En el caso de Aldeanueva de Figueroa van por su segunda vivienda. La primera la alquilaron a una familia que llegó de fuera y para esta segunda tienen ya tres solicitantes y eso que todavía no se ha iniciado la obra de rehabilitación. Según asegura su alcaldesa, Candelas González, se rehabilitará la casa del maestro, lo que hará que las dos viviendas de Rehabitare estén juntas ya que en su primer intervención se rehabilitó la otra. "Estamos encantados de que venga gente al pueblo y se quiera quedar a vivir aquí", asegura la alcaldesa que añade "ofrecemos los servicios que tenemos e intentamos que sean cada vez mejor".
Un programa vital para el medio rural
Rehabitare se ha consolidado como una de las principales herramientas de la Junta para aumentar el parque público de alquiler social en el medio rural. Hasta la fecha se han desarrollado 677 actuaciones en Castilla y León, de las cuales 476 corresponden directamente a actuaciones promovidas por la Junta, 36 al protocolo con los obispados y 165 a los convenios suscritos con las diputaciones provinciales.
Los primeros municipios salmantinos en contar con un proyecto de Rehabitare fueron Barruecopardo, Beleña, Campillo de Azaba, Matilla de los Caños y Muñoz en 2016. A partir de este primer año, el programa ha rehabilitado viviendas en Morasverdes, Peralejos de Abajo y Sequeros, en 2017; Cabrillas, Cantalapiedra, San Miguel de Valero, Sieteiglesias de Tormes, Sorihuela, Águeda y Aldea del Obispo en 2018; Bogajo, El Tornadizo, Monleras y Vecinos en 2019; Aldeanueva de Figueroa, Béjar, El Maíllo, Monleón, Morille, Sequeros y Aldea del Obispo en 2020; Béjar, Buenamadre, Cristóbal de la Sierra, El Cabaco, Gallegos de Argañán, La Atalaya, Boada, Castillejo de Martín Viejo, San Esteban de la Sierra, Beleña, Encinas de Arriba, Fuenteguinaldo, Peralejos de Abajo, Santibáñez de la Sierra, Sequeros, Villar de Ciervo y Yecla de Yeltes en 2021; Montejo, Puebla de Yeltes, Cerezal de Peñahorcada, Machacón, Peñarandilla, Béjar, Madroñal, Pelabravo y San Pedro del Valle en 2022; Mancera de Abajo, Pedraza de Alba, Garcibuey; Villalba de los Llanos, Bañobarez, San Muñoz, Boada, Sorihuela y Mancera de Abajo en 2023; Valsalabroso, Martinamor, Galisancho, Pedroso de la Armuña en 2024 y Alba de Yeltes, Cipérez, Candelario, Monleras, La Tala, Sepulcro Hilario, Bóveda del Río Almar, Coca de Alba, Morille, Endrinal, Cilloruelo y La Orbada en 2025.
Para este 2026 el programa tiene previsto proyectos en Galisancho, Villarmayor, Sieteiglesias, Peñarandilla, Garcihernández, Candelario, Aldeaseca de la Frontera y Aldeanueva de Figueroa.

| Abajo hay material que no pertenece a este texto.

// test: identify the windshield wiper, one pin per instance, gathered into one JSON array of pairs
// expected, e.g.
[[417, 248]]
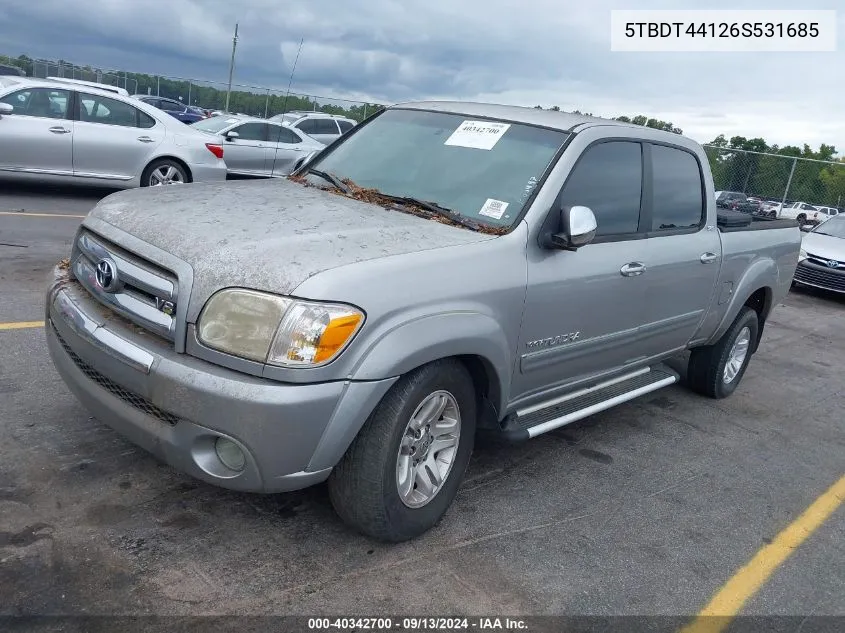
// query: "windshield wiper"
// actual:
[[436, 209], [329, 177]]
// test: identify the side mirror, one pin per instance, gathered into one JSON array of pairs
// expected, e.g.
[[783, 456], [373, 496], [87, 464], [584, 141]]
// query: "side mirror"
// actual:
[[575, 227]]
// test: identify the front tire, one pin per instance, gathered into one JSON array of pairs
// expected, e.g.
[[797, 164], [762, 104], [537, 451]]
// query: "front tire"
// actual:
[[716, 370], [403, 470], [164, 172]]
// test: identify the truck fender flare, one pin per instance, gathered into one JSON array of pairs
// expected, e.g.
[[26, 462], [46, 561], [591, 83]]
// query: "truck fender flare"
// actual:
[[402, 349], [426, 339], [756, 276]]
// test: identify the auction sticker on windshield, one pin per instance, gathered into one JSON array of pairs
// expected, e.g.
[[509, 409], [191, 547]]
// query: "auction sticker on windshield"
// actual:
[[477, 134], [493, 208]]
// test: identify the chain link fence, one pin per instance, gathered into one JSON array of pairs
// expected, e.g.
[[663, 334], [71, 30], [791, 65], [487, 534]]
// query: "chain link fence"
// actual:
[[260, 101], [778, 177]]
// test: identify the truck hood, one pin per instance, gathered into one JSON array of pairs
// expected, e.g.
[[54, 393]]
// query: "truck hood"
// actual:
[[268, 235], [825, 246]]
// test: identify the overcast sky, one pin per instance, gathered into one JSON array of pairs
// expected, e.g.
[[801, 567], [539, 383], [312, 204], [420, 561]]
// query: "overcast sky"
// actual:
[[526, 52]]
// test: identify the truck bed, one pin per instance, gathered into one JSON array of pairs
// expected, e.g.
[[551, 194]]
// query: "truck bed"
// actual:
[[734, 221]]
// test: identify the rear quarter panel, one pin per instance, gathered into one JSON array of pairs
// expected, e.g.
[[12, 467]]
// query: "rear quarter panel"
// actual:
[[751, 260]]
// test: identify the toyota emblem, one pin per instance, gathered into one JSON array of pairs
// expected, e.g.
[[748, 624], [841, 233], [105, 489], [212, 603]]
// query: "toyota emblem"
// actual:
[[106, 275]]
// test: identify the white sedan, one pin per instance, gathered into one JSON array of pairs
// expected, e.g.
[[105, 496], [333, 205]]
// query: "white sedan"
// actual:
[[65, 132], [258, 147]]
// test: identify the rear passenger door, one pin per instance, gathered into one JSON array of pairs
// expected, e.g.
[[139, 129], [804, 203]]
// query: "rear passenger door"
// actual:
[[247, 154], [284, 149], [684, 252]]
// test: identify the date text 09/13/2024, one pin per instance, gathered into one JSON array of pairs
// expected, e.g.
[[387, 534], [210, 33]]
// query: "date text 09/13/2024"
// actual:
[[379, 624]]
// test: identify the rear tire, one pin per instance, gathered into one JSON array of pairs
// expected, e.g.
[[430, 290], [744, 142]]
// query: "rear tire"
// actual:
[[364, 487], [165, 171], [716, 370]]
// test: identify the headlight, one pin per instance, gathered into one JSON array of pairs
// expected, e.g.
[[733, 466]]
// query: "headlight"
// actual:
[[277, 330]]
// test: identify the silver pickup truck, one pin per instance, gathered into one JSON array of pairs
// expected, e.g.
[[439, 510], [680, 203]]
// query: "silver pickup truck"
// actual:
[[443, 270]]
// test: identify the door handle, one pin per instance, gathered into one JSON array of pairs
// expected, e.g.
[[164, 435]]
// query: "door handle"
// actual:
[[633, 269]]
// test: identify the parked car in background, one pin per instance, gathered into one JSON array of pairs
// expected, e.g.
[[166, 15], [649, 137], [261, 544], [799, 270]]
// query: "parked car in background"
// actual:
[[176, 109], [75, 134], [257, 147], [318, 125], [14, 71], [200, 111], [735, 201], [821, 262], [821, 214], [770, 208], [308, 329], [92, 84]]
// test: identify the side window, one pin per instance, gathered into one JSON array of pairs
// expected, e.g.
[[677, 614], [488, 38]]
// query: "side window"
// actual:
[[309, 126], [327, 126], [145, 120], [97, 109], [608, 179], [39, 102], [250, 132], [678, 189], [279, 134]]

La rehabilitación de todas estas viviendas ha tenido un presupuesto total de 5.908.738 financiados por la Junta, con 3,3 millones, la Diputación con 2,1 millones y el Obispado con 424.908 euros. En toda la comunidad la inversión ha sido de 42,2 millones de euros.
El Programa Rehabitare está dirigido a facilitar el acceso a una vivienda asequible en el medio rural, contribuyendo al mismo tiempo a la revitalización y fijación de población en nuestros municipios.
¿Qué requisitos debo cumplir para acceder a una vivienda?
Para acceder a una de estas viviendas, los interesados deben cumplir una serie de requisitos establecidos para garantizar que el programa llegue a quienes más lo necesitan, según la Junta de Castilla y León.
Entre ellos, se encuentra residir o tener interés en establecerse en municipios de menos de 5.000 habitantes, estar inscritos en el Registro Público de Demandantes de Viviendas de Protección Pública de Castilla y León y no ser titulares de otra vivienda en España. Asimismo, las condiciones económicas están orientadas a asegurar la asequibilidad del alquiler, de modo que la renta nunca puede superar un tercio de los ingresos de la unidad de convivencia ni exceder de 3 euros por metro cuadrado útil de la vivienda rehabilitada.
Además, los ayuntamientos, como gestores finales de las viviendas, establecen criterios objetivos de adjudicación adaptados a las necesidades de cada municipio, siempre respetando las prioridades establecidas en la normativa autonómica. En este sentido, se presta una atención preferente a los colectivos de especial protección, con especial sensibilidad hacia los jóvenes que desean emanciparse, las víctimas de violencia de género, las personas afectadas por procesos de desahucio de su vivienda habitual y aquellas que se encuentran en situación de vulnerabilidad residencial o exclusión social.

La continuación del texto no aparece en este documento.